Faculty of New Sciences and Technologies, University of Tehran, Tehran, Iran.
Faculty of New Sciences and Technologies, University of Tehran, Tehran, Iran; Max Planck Institute of Molecular Plant Physiology, Posdam, Germany.
J Biomed Inform. 2019 Jun;94:103180. doi: 10.1016/j.jbi.2019.103180. Epub 2019 Apr 27.
In recent studies, non-coding protein RNAs have been identified as microRNA that can be used as biomarkers for early diagnosis and treatment of cancer, that decrease mortality in cancer. A microRNA may target hundreds or thousands of genes and a gene may regulate several microRNAs, so determining which microRNA is associated with which cancer is a big challenge.

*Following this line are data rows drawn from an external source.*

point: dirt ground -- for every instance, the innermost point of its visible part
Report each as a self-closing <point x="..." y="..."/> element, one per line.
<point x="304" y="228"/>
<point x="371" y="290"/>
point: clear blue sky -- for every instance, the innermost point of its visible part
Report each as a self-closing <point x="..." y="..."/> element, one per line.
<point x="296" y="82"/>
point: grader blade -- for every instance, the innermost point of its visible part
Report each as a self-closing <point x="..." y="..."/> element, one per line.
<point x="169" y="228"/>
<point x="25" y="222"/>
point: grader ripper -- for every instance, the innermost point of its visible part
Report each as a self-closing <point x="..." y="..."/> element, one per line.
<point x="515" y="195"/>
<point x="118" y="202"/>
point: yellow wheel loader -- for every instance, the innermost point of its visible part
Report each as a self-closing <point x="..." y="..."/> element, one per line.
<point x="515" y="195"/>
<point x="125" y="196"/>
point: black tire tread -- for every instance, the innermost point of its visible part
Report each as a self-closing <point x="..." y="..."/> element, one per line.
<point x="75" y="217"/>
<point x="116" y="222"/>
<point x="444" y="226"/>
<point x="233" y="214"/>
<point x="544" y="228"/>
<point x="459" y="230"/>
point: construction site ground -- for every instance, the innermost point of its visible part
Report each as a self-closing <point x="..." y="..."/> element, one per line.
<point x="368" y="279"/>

Many computational methods have been performed to detect micoRNAs association with cancer, but more effort is needed with higher accuracy. Increasing research has shown that relationship between microRNAs and TFs play a significant role in the diagnosis of cancer. Therefore, we developed a new computational framework (CAMIRADA) to identify cancer-related microRNAs based on the relationship between microRNAs and disease genes (DG) in the protein network, the functional relationships between microRNAs and Transcription Factors (TF) on the co-expression network, and the relationship between microRNAs and the Differential Expression Gene (DEG) on co-expression network. The CAMIRADA was applied to assess breast cancer data from two HMDD and miR2Disease databases. In this study, the AUC for the 65 microRNAs of the top of the list was 0.95, which was more accurate than the similar methods used to detect microRNAs associated with the cancer artery.
在最近的研究中,已经确定了非编码蛋白质 RNA 作为 microRNA,可以用作癌症早期诊断和治疗的生物标志物,降低癌症死亡率。一个 microRNA 可能靶向数百个或数千个基因,一个基因可能调节几个 microRNAs,因此确定哪些 microRNA 与哪种癌症相关是一个巨大的挑战。已经有许多计算方法被用于检测与癌症相关的 microRNAs,但需要更高的准确性来进行更多的努力。越来越多的研究表明,microRNAs 与 TF 之间的关系在癌症的诊断中起着重要作用。因此,我们开发了一种新的计算框架(CAMIRADA),基于蛋白质网络中 microRNAs 与疾病基因(DG)之间的关系、共表达网络中 microRNAs 与转录因子(TF)之间的功能关系以及共表达网络中 microRNAs 与差异表达基因(DEG)之间的关系,来识别与癌症相关的 microRNAs。CAMIRADA 被应用于从两个 HMDD 和 miR2Disease 数据库评估乳腺癌数据。在这项研究中,列表顶部的 65 个 microRNAs 的 AUC 为 0.95,比用于检测与癌症相关的 microRNAs 的类似方法更准确。